## Convolution Single Run
<div class="alert bg-primary">This notebook shows a single run of the convolution using CNNDataflow IP. The input feature map is read from memory, processed and output feature map is captured for one single convolution command.

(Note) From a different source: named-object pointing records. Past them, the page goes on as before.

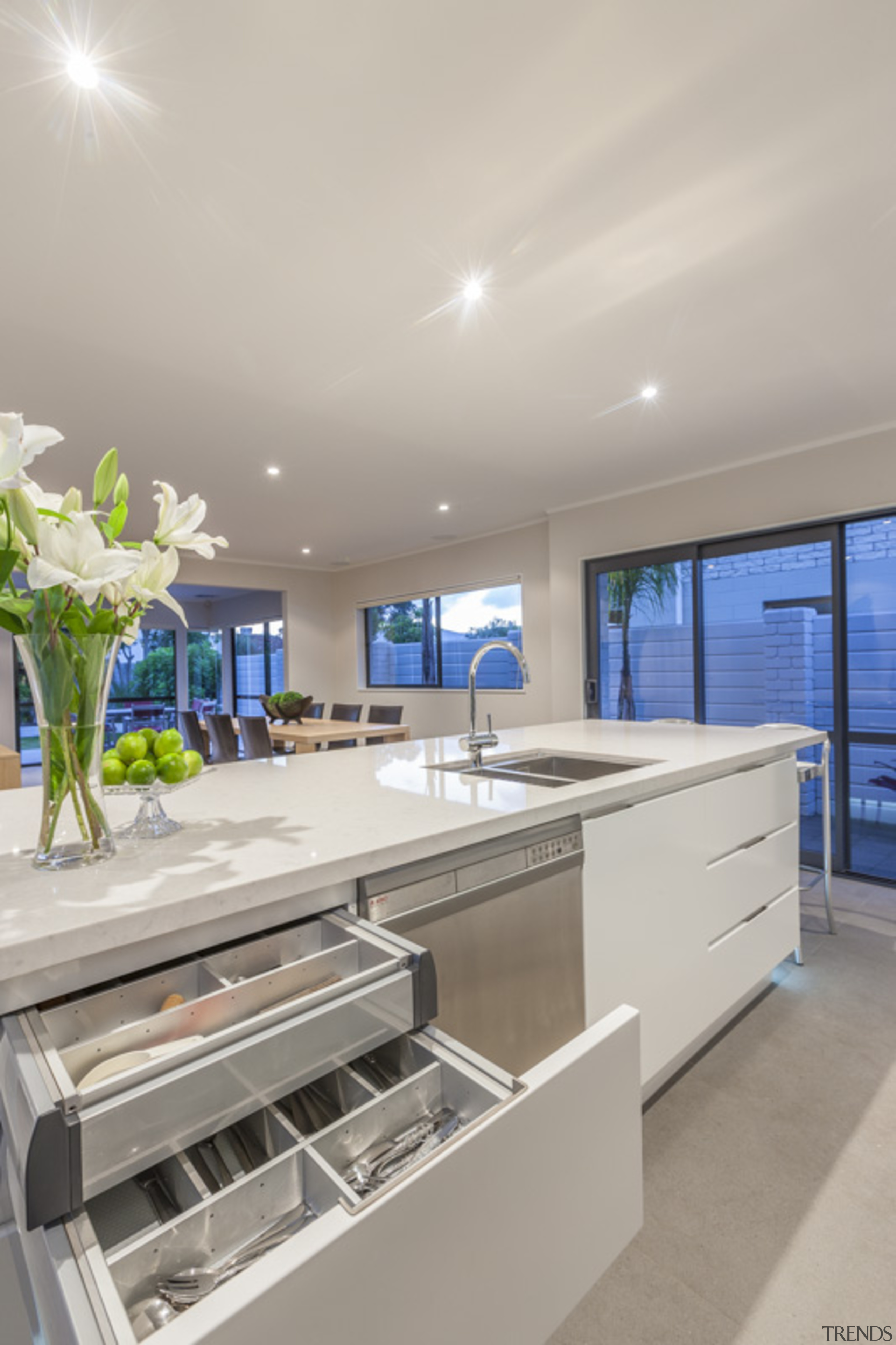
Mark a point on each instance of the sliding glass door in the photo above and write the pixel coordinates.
(769, 647)
(646, 641)
(871, 662)
(790, 627)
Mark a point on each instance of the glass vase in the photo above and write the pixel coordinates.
(70, 688)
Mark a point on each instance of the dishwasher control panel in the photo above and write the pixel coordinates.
(474, 869)
(555, 849)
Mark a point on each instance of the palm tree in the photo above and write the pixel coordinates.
(646, 587)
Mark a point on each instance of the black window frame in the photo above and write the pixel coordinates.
(438, 596)
(832, 530)
(266, 651)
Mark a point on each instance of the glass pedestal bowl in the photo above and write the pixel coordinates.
(151, 822)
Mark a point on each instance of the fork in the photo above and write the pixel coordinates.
(186, 1286)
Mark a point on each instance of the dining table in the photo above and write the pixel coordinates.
(313, 733)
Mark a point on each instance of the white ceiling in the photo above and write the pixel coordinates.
(232, 264)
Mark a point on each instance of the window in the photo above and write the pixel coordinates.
(258, 664)
(431, 641)
(143, 689)
(204, 672)
(797, 626)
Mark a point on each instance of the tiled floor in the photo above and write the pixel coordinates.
(770, 1166)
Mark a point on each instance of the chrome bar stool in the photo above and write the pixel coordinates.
(808, 771)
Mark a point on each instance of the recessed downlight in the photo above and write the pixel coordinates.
(83, 72)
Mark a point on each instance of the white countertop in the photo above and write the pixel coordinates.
(259, 836)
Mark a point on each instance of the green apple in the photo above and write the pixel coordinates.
(173, 768)
(132, 747)
(167, 743)
(194, 763)
(113, 771)
(142, 773)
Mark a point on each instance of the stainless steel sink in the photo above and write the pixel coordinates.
(552, 770)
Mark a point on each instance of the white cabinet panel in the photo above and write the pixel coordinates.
(494, 1238)
(668, 883)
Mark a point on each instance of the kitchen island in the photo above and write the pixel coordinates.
(689, 903)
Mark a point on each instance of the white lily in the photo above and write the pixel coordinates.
(19, 446)
(153, 579)
(76, 555)
(178, 522)
(69, 503)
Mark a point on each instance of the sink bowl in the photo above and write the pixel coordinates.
(552, 770)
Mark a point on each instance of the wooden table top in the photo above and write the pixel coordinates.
(314, 732)
(337, 731)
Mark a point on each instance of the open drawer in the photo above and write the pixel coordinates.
(539, 1184)
(110, 1083)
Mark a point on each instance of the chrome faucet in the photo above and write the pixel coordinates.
(474, 743)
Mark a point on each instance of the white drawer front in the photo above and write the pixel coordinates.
(664, 881)
(742, 883)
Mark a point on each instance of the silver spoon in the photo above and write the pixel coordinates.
(150, 1315)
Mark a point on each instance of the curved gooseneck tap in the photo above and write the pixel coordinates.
(474, 743)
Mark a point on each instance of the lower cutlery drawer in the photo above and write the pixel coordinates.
(251, 1023)
(458, 1222)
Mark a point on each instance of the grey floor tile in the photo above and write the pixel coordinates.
(641, 1304)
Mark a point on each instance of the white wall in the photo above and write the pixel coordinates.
(431, 711)
(7, 692)
(321, 608)
(843, 478)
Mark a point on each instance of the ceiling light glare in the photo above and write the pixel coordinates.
(83, 72)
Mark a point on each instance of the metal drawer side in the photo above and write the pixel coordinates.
(61, 1158)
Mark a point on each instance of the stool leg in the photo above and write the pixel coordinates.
(827, 848)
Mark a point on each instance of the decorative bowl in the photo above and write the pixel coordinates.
(151, 822)
(287, 713)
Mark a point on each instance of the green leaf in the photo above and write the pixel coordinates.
(18, 606)
(105, 476)
(23, 514)
(104, 623)
(118, 518)
(13, 623)
(8, 562)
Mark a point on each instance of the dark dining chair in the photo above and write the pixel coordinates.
(224, 739)
(256, 740)
(193, 735)
(384, 715)
(345, 712)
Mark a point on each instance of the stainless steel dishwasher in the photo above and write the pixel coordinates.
(504, 922)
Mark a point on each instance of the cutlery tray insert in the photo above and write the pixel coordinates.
(223, 992)
(215, 1225)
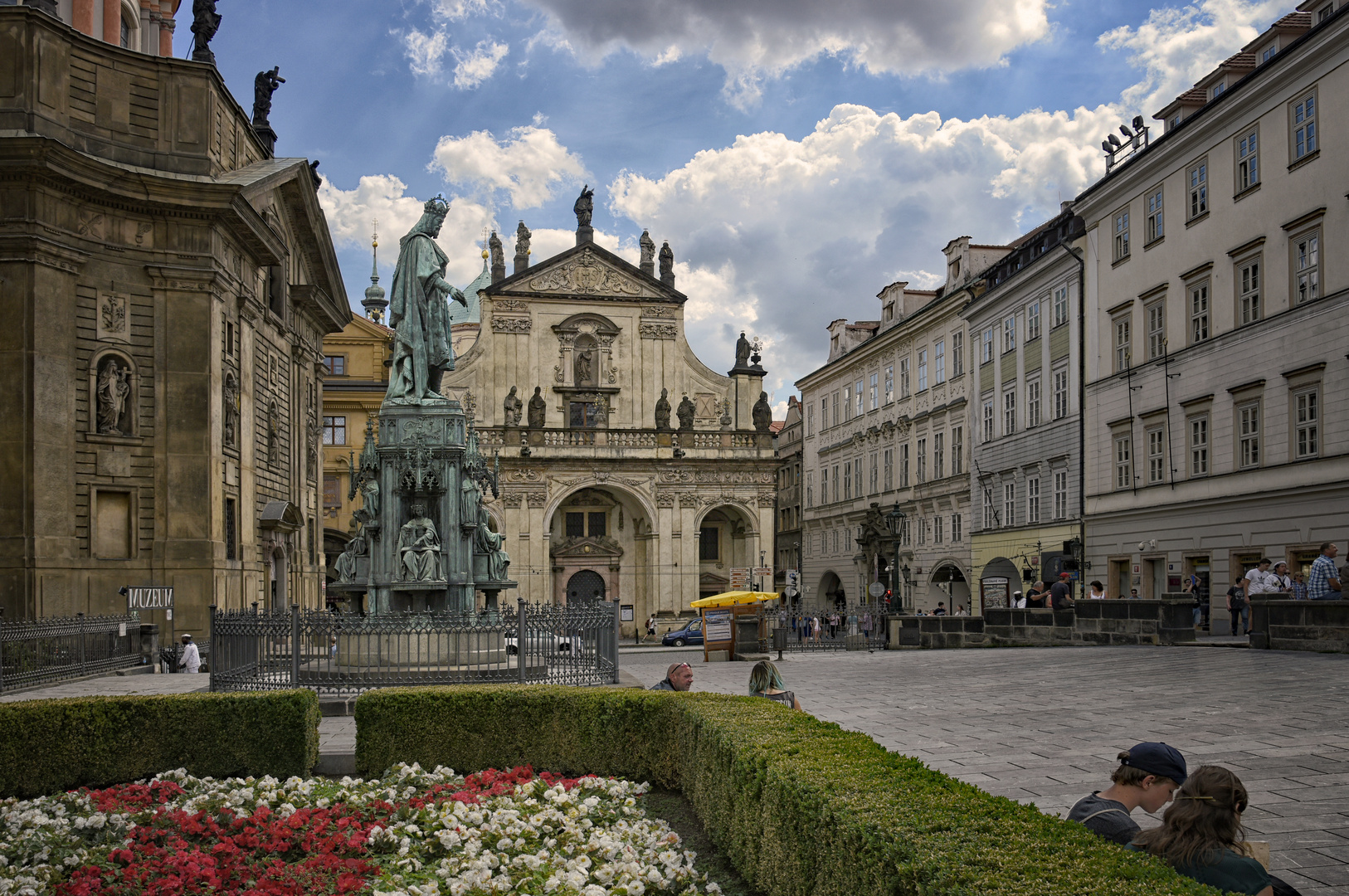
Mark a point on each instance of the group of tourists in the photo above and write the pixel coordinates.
(1200, 833)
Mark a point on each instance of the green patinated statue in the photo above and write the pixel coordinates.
(418, 312)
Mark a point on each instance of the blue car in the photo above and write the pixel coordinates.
(691, 633)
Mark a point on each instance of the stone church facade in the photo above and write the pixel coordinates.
(166, 286)
(606, 491)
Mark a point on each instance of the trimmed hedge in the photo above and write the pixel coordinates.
(801, 806)
(57, 745)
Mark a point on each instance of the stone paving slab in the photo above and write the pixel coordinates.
(1042, 726)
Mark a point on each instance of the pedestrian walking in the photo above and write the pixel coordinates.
(1323, 579)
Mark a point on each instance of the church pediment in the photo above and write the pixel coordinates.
(590, 273)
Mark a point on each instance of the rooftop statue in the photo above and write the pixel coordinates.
(418, 312)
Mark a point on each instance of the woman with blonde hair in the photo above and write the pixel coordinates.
(765, 680)
(1200, 835)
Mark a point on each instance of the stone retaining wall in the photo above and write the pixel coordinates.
(1320, 626)
(1090, 622)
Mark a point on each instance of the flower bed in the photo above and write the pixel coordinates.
(411, 833)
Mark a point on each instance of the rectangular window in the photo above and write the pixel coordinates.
(1200, 312)
(1154, 202)
(709, 544)
(1248, 435)
(1198, 180)
(1306, 422)
(231, 529)
(1060, 393)
(1198, 446)
(1306, 267)
(335, 431)
(1248, 290)
(1060, 307)
(1124, 462)
(1157, 314)
(1305, 126)
(1157, 456)
(1248, 159)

The cycle count for the full operation is read and displayed at the end.
The input data in memory is set with random integers in this notebook to test the convolution run.</div>


### Set the Arguments for the Convolution in CNNDataflow IP

In [16]:
# Input Feature Map (IFM) dimensions
ifm_height = 14
ifm_width = 14
ifm_depth = 64

# Kernel Window dimensions
kernel_height = 3
kernel_width = 3

# Other arguments
pad = 0
stride = 1

# Channels
channels = 32

print(
    "HOST CMD: CNNDataflow IP Arguments set are - IH %d, IW %d, ID %d, KH %d,"
    " KW %d, P %d, S %d, CH %d"
    % (ifm_height, ifm_width, ifm_depth, kernel_height, kernel_width,
       pad, stride, channels))

HOST CMD: CNNDataflow IP Arguments set are - IH 14, IW 14, ID 64, KH 3, KW 3, P 0, S 1, CH 32


### Download `Convolution IP` bitstream

In [17]:
from pynq import Overlay

overlay = Overlay(
    "/opt/python3.6/lib/python3.6/site-packages/pynq/overlays/darius/"
    "convolution.bit")
overlay.download()
overlay.is_loaded()

True

### Create MMIO object to access the CNNDataflow IP
[MMIO Documentation](http://pynq.readthedocs.io/en/latest/overlay_design_methodology/pspl_interface.html#mmio)

In [18]:
from pynq import MMIO

# Constants
CNNDATAFLOW_BASEADDR = 0x43C00000
NUM_COMMANDS_OFFSET = 0x60
CMD_BASEADDR_OFFSET = 0x70
CYCLE_COUNT_OFFSET = 0xd0

cnn = MMIO(CNNDATAFLOW_BASEADDR, 65536)
print(f'Idle state: {hex(cnn.read(0x0, 4))}')

Idle state: 0x4


### Create Xlnk Object 
__Xlnk Object (Memory Management Unit) for allocating contiguous array in memory for data transfer between software and hardware__

In [19]:
from pynq import Xlnk
import numpy as np

# Constant
SIZE = 5000000  # 20 MB of numpy.uint32s

mmu = Xlnk()

# Contiguous memory buffers for CNNDataflow IP convolution command, IFM Volume,
# Weights and OFM Volume. These buffers are shared memories that are used to 
# transfer data between software and hardware
cmd = mmu.cma_array(SIZE)
ifm = mmu.cma_array(SIZE)
weights = mmu.cma_array(SIZE)
ofm = mmu.cma_array(SIZE)

# Saving the base phyiscal address for the command, ifm, weights, and
# ofm buffers. These addresses will be used later to copy and transfer data 
# between hardware and software
cmd_baseaddr = cmd.physical_address
ifm_baseaddr = ifm.physical_address
weights_baseaddr = weights.physical_address
ofm_baseaddr = ofm.physical_address

### Functions to print Xlnk statistics

In [20]:
def get_kb(mmu):
    return int(mmu.cma_stats()['CMA Memory Available'] // 1024)


def get_bufcount(mmu):
    return int(mmu.cma_stats()['Buffer Count'])


def print_kb(mmu):
    print("Available Memory (KB): " + str(get_kb(mmu)))
    print("Available Buffers: " + str(get_bufcount(mmu)))


print_kb(mmu)

Available Memory (KB): 9744
Available Buffers: 4


### Construct Convolution Command
__Check that arguments are in supported range and construct convolution command for hardware__

In [21]:
from darius import cnndataflow_lib

conv = cnndataflow_lib.CNNDataflow(ifm_height, ifm_width, ifm_depth,
                                   kernel_height, kernel_width, pad, stride,
                                   channels, ifm_baseaddr, weights_baseaddr,
                                   ofm_baseaddr)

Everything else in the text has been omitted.